Leo A. Nefiodow
About Nikolai Kondratieff
The Russian scientist Nikolai Dmitriyevich Kondratieff (1892-1938) is considered the founder of the long wave theory. During his economic research between 1919 and 1921, he discovered that besides short cycles lasting up to three years and medium-term cycles lasting up to eleven years in duration, there are also long wave cycles lasting between 45-60 years. In 1926, he published his findings in the German language publication “Archiv für Sozialwissenschaft und Sozialpolitik” (“Archive for Social Science and Social Politics“). He was the Director of the Economic Research Institute in Moscow at that time. He demonstrated in the article that the economic development in the Western industrialized countries since the end of the 18th century was governed by three large wave upswing and downswing phases.
Even though Kondratieff was a communist from the outset, during Stalin’s dictatorship, he advocated for the preservation of market-oriented structures in Russian agriculture. This led to his downfall. In 1930, he was arrested for alleged anti-communist agitation, deported to Siberia, sentenced to die on 09-17-1938 and executed the same day (Maier, 1993). Freeman and Louca provide a good overview of Kondratieff’s life, work and method.
During the 1970s and 1980s, the methods of proving the Kondratieff cycle were revised at the Science Policy Research Unit (SPRU), University of Sussex (UK), under Christopher Freeman and by Cesare Marchetti at the International Institute for Applied Systems Analysis (IIASA) in Laxenburg, Austria. The new methods do not just factor in macroeconomic time series data, but are also based on technological, economic, social and institutional data and trends. Due to this expansion, the evidence of a Kondratieff cycle was put on a broader scientific foundation. At the same time, it became evident that the long wave theory yields far better results, if it is not just recognized as a business cycle theory, but as a social theory.
While the long wave theory has enjoyed new popularity since the 1990s, the interest in Kondratieff as a person has also increased.
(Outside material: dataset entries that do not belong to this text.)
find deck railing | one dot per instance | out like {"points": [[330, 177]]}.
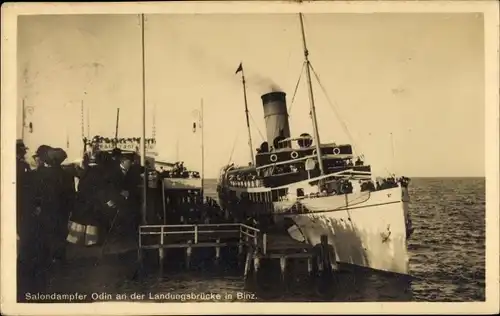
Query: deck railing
{"points": [[200, 233]]}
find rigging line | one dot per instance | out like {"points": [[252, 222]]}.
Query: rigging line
{"points": [[296, 88], [255, 124], [234, 146], [344, 126], [346, 130]]}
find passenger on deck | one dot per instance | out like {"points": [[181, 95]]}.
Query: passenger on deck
{"points": [[125, 185], [26, 225], [22, 182], [359, 162], [50, 202], [56, 158], [94, 206]]}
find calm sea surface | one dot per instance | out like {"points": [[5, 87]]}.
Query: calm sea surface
{"points": [[447, 261]]}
To be fair however, the following needs to be noted about his outstanding pioneering work:
1. Kondratieff has proven the existence of long waves in 1925/26, but he was not the first person to do so. Two Dutchmen, van Gelderen in 1913 and de Wolff in 1921, have shown the existence of long waves before him. They published their findings in Dutch publications and therefore remained internationally unknown for a long time.
2. Kondratieff has shown the existence of long waves and brought this knowledge to a broad scientific public. This was the crucial impulse for the development of the long wave theory and remains his special merit. However, one must not overlook the fact that Kondratieff was a passionate macroeconomist. He never mentioned a word about the groundbreaking innovations of the 18th and 19th century – the steam engine, steel, railway, electricity and chemical technology. Due to his obsession with macroeconomics, the fact that there are two different types of long waves escaped him: long waves at the macroeconomic level and long waves at the innovation level. This will be discussed in more detail in the next Appendix.
3. Kondratieff discovered the existence of long waves through historical time series analysis. His method is retrospective and presumes that the long cycle has already taken place or has at least reached an advanced state. A completed cycle can be analyzed this way. This method is not suitable for a forecast. Appendix 3 introduces a method with which a new Kondratieff cycle can already be predicted in an early stage.
Kondratieff focused on describing the long waves he discovered in a macroeconomic manner. He wanted neither to establish a long wave theory nor make a universal statement on the causes of long waves. This clearly emanates from his publications in 1926 (page 599) and 1928 (pgs. 35 et seq.).
In his work “Business Cycles“, Joseph Schumpeter was the first to highlight the key importance of innovations. He also coined the term “Kondratieff cycle“ and thus tied the name to the phenomenon of the long waves.
Irrespective of van Gelderen and de Wolff, Kondratieff has built his own framework, which was renovated, expanded, stabilized and developed by other scientists into the solid structure of the long wave theory and in doing so, has enriched science with another gem. His pioneering work entitles him to a place of honor in science.